Final word yet to be delivered in Energy Transfer Equity’s offer for Williams
New York: Energy Transfer Equity’s $51 billion bid for fellow pipeline company Williams has raised the prospect of a clash of business models, with the two groups at odds over the best structure for operating energy infrastructure in the US. (The offer, which would create the world’s largest energy infrastructure group, was on Sunday evening rejected by Williams as significantly undervaluing its business.)
However Williams, which operates pipelines for natural gas and related liquids in the US, left the door open to accepting a bid, saying it had launched a strategic review. Analysts suggested on Monday that given the limited number of potential buyers for Williams, Energy Transfer stood a good chance of being ultimately successful, perhaps after raising its offer.
The deal values Williams’ equity at about $46 billion, and it also has about $5 billion in debt. Kelcy Warren, Energy Transfer’s chairman, said on Sunday that he believed combining his group with Williams’ assets would “create substantial value that would not be realised otherwise”.
Energy Transfer added that it was “disappointed” that it had been forced to confirm its offer, and said Williams’ management had “inexplicably ignored” its attempts to discuss a deal, in spite of multiple attempts over the course of almost six months.
One fundamental strategic disagreement between the two companies is that Energy Transfer Equity and its affiliated companies are set up using a tax-advantaged structure known as a master limited partnership. Williams is a corporation and plans to consolidate its affiliated partnership into a single company.
MLP structures, which are used principally in the energy industry and especially for infrastructure such as pipelines, became increasingly popular over the past two decades because of their tax benefits, but have recently become controversial, in part because of their complexity.
Kinder Morgan, the largest US pipeline group, announced last August that it was consolidating its set of partnerships into a single company.
Williams said in May it planned a similar move, buying in the remainder of its 60 per cent owned MLP affiliate Williams Partners for $13.9 billion.

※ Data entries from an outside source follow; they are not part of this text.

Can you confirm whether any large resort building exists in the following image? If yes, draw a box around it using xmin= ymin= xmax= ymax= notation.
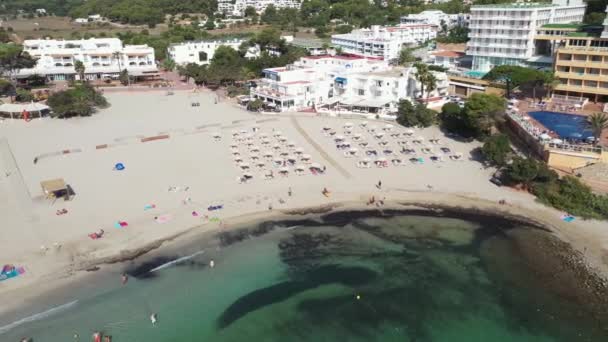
xmin=554 ymin=18 xmax=608 ymax=103
xmin=16 ymin=38 xmax=158 ymax=81
xmin=167 ymin=39 xmax=245 ymax=65
xmin=251 ymin=55 xmax=448 ymax=113
xmin=331 ymin=24 xmax=438 ymax=60
xmin=467 ymin=0 xmax=586 ymax=72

The Energy Transfer offer is conditional on Williams abandoning that deal. Williams’ shares have fallen since the consolidation plan was announced, losing about 4 per cent of their value by last Friday’s close.
By contrast the Energy Transfer group announced a restructuring in January, with Energy Transfer Partners buying its affiliate Regency Energy Partners in a $17 billion deal, but it will remain as an MLP, controlled by Energy Transfer Equity.
Under the Energy Transfer offer for Williams, a new company established as a conventional corporation called ETE Corp would be established and given a separate listing.
Williams investors would be given equity in that in return for their shares, but the Energy Transfer businesses and Williams Partners would remain as MLPs.
In its search for potential alternative buyers, analysts said that Williams would not have too many options because of its $45 billion market capitalisation.
Kinder Morgan and Enterprise Products Partners appear to present the only viable alternatives, according to Jay Hatfield, of InfraCap, portfolio manager of an exchange traded fund that invests in MLPs.
“In the past Energy Transfer has been very aggressive,” he said. “There’s a pretty reasonable chance that it will be ultimately successful.”
Warren has a reputation for coming out victorious in takeover battles. Energy Transfer battled Williams for control of Southern Union, another pipeline company, in 2011 and succeeded after raising its bid.